The Hedbergs separated in 1910. Lydia Hedberg returned to Falun with their son Olle. She had been attracted by the life of an artist and the same year was given the chance of performing at the great spring festival at Skansen in Stockholm. Her performance was not an immediate success since she was shy and nervous in front of the crowds of people. However, she soon had several more performances in Stockholm as well as the rest of the country, where she entertained the audiences with a mixture of folksongs and funny stories. Just before the first world war, Lydia Hedberg also undertook concert tours to Norway and Denmark. She started using the artist name Bergslagsmor at that time.
When the Swedish-American Swedish Choral Club choir made a highly acclaimed tour around Sweden in 1920, Lydia Hedberg became interested in making a similar concert tour in the USA. She had probably also been inspired by the trip made by the folksinger Delsbostintan, Ida Gawell-Blumenthal, in 1908 among the Swedish-Americans in the USA.
Lydia Hedberg was given addresses to Swedish-American concert arrangers by a friend, but everyone advised her not to travel to the USA. Many believed namely that the Swedish descendants had become so Americanised that they were no longer interested in Sweden. The editor of the newspaper Vestkusten, Axel Olsson in San Francisco, was however positive and encouraged her to have a try.
In January 1921, Lydia Hedberg travelled in the passenger vessel Drottningholm from Gothenburg to New York. It was however very difficult to find engagements in that big city without contacts, and she therefore travelled on further to relatives in Boston. There, Lydia Hedberg was able to do a number of concerts and she also came into contact with the Swedish-American Harmoni choir. One of its members, C A Lindström, became her manager, and he saw to it that suitable party and concert organisers round about in the USA booked a visit from Bergslagsmor.
That was the beginning of a long concert tour that received a great deal of attention and that would carry Lydia Hedberg through the Swedish settlements in Minnesota, Michigan and Wisconsin and from there on to among other places Oregon, Washington and California on the west coast. During the year that Lydia Hedberg spent in the USA, she gave more than 100 performances, most of them sold out.
The concert organisers who had refused to work with Lydia Hedberg before her USA trip were thus proved completely wrong. The Swedish descendants who had had such difficulties in keeping in contact with their old homeland on account of the first world war now queued to listen to Swedish artists. Bergslagsmor, who always performed in a light and happy tone in her folk costume from Dala Floda, soon became very popular. Her songs and stories often had a melancholy undertone, and it was namely this that awoke a nostalgic response from her audiences.
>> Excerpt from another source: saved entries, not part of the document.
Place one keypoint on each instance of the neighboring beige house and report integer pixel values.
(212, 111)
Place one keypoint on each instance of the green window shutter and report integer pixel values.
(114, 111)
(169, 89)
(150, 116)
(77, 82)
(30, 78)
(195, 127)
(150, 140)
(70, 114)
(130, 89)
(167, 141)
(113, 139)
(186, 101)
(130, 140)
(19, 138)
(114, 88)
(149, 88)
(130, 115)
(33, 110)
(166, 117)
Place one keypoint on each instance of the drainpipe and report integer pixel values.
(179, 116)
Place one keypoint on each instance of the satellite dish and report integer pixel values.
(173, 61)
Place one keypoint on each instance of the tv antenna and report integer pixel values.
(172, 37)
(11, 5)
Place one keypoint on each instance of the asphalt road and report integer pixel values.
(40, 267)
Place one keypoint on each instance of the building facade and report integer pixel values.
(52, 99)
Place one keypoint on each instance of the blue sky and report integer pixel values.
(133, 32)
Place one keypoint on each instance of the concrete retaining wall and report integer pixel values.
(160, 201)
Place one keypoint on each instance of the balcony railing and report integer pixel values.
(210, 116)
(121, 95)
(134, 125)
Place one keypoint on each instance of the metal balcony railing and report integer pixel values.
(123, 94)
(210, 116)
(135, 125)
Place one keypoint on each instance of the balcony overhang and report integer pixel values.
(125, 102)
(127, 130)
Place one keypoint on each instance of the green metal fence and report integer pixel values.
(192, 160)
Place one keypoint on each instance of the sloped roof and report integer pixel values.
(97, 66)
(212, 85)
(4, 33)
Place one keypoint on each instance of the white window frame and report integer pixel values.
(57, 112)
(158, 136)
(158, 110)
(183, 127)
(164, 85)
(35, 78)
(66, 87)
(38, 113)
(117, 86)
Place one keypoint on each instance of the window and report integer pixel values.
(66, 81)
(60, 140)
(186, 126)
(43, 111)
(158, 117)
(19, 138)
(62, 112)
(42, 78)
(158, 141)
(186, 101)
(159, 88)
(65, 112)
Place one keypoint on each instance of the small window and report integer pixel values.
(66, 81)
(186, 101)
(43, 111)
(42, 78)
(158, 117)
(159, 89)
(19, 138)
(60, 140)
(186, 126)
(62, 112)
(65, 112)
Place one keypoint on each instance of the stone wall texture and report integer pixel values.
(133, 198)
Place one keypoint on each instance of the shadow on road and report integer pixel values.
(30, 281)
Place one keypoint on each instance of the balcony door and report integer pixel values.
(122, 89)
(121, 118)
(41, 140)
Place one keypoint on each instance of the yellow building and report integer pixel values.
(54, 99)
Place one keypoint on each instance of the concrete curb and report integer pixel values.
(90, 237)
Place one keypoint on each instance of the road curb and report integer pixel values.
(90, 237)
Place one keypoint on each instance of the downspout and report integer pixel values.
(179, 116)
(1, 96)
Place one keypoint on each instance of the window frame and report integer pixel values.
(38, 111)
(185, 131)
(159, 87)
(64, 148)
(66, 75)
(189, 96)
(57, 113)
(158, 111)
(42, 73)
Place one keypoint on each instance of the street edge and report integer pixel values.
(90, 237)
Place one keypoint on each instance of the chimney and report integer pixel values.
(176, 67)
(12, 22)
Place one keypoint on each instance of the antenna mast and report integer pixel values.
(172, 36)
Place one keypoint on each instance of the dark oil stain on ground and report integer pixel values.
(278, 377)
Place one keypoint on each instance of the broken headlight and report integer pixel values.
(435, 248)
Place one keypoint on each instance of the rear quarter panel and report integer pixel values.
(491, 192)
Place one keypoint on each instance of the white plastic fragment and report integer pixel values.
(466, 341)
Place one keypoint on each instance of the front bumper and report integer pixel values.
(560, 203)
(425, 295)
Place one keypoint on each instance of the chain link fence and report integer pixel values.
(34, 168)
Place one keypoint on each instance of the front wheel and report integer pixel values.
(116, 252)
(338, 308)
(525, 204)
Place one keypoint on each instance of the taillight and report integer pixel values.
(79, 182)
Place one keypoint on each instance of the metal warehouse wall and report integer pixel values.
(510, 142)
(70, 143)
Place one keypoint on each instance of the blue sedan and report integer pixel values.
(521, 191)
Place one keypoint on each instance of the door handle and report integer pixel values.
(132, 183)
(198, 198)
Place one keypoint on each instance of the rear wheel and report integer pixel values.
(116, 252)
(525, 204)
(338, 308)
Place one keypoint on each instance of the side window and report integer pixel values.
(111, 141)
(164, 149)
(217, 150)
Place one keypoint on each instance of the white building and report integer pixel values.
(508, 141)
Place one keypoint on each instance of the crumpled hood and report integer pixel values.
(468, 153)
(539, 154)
Lydia Hedberg had mostly older folk songs in her repertoire like “Du Sveriges bygd”, “Korpral Kanon” and the old Bergslagen melody “Min egen lilla sommarvisa”. She had also written down and rearranged half-forgotten songs that were now once again heard by audiences. One of these, the humorous “Avmagringskuren”, was particularly appreciated and would become with time something of a signature melody for Lydia Hedberg. A relatively new melody, included in most of Lydia Hedberg’s concerts, was the extremely sentimental song about the home of one’s childhood: “Barndomshemmet”. It awoke old memories from Sweden to life in the audiences, of course. During one concert, Lydia Hedberg was suddenly interrupted by a woman who shouted: “Sing ‘Barndomshemmet’ one more time, Bergslagsmor, I need to cry!”
Lydia Hedberg’s first USA journey ended with a number of farewell concerts in Chicago, Boston and New York. She also had time to visit Washington DC and have a chat with President Harding. Back in Sweden, she discovered that her successes in the USA had even made her famous back at home. She therefore had many new engagements.
Lydia Hedberg was to undertake two more concert tours in the USA, the last being in 1925. The same year, she published a book about her experiences in America. She gave it the title Reseminnen från USA and it can still be found in well-supplied antiquarian bookshops. She did not travel to the USA again, despite still being very popular among Swedish Americans. The reason was that several competitors had turned up in the Swedish settlements, among others the bucolic comics Bert Leman and Hjalmar Pettersson, who performed under the name Olle i Skratthult.
At the end of the 1920s, Lydia Hedberg often performed at folk music festivals, charity galas and similar events in Sweden. She also sometimes participated in entertainment programmes on Swedish Radio. The Swedish radio broadcasts, that began in 1925, consisted of only one channel and took place in the evenings, for a few hours only. Broadcasting time for lighter entertainment like Bergslagsmor’s folksongs was usually only 20 minutes.
In the 1930s, Lydia Hedberg cut down on her appearances in connection with moving to Sundsvall. Her son Olle had trained to be an engine driver and been stationed first in Harmånger and later in Sundsvall. She did however give occasional performances in southern Sweden. It may be mentioned as well that Lydia Hedberg was the hostess for the summer programmes at Gammelgården in Furuviksparken south of Gävle in the late 1930s.
Lydia Hedberg is most known for her songs and story-telling. However, she should also be honoured for preserving a great number of old folksongs that would otherwise probably have been lost. In the songbooks preserved from Bergslagsmor’s life as an artiste, there is an enormous treasury of songs, among others the texts to about twenty melodies that Lydia Hedberg herself wrote down or composed.
It is also possible to find a few gramophone records on which Bergslagsmor performs her best known songs. The first recordings were made in 1915—1919 and consist of old folksongs like “Kärlekens besvärligheter”, “Landsvägstrall” and “Granbackavalsen”. On her visits to the USA, she also had the opportunity of recording “Avmagringskuren”, “Tandvärken” and the unbelievably popular “Jag såg mot öster, jag såg mot väster”. There are also recordings from August 1930 made by the Odeon record company. On these, one can hear Lydia Hedberg sing “Lappflickan”, “Vid Siljan är mitt hem” and several other songs.
Lydia Hedberg died in Sundsvall in 1964. Her death was noted in most Swedish newspapers. Many years had passed since she was active as an artiste, it is true, but she was still a well-known and admired person round about in Sweden. She lies buried in the Kristinehamn Old Cemetery.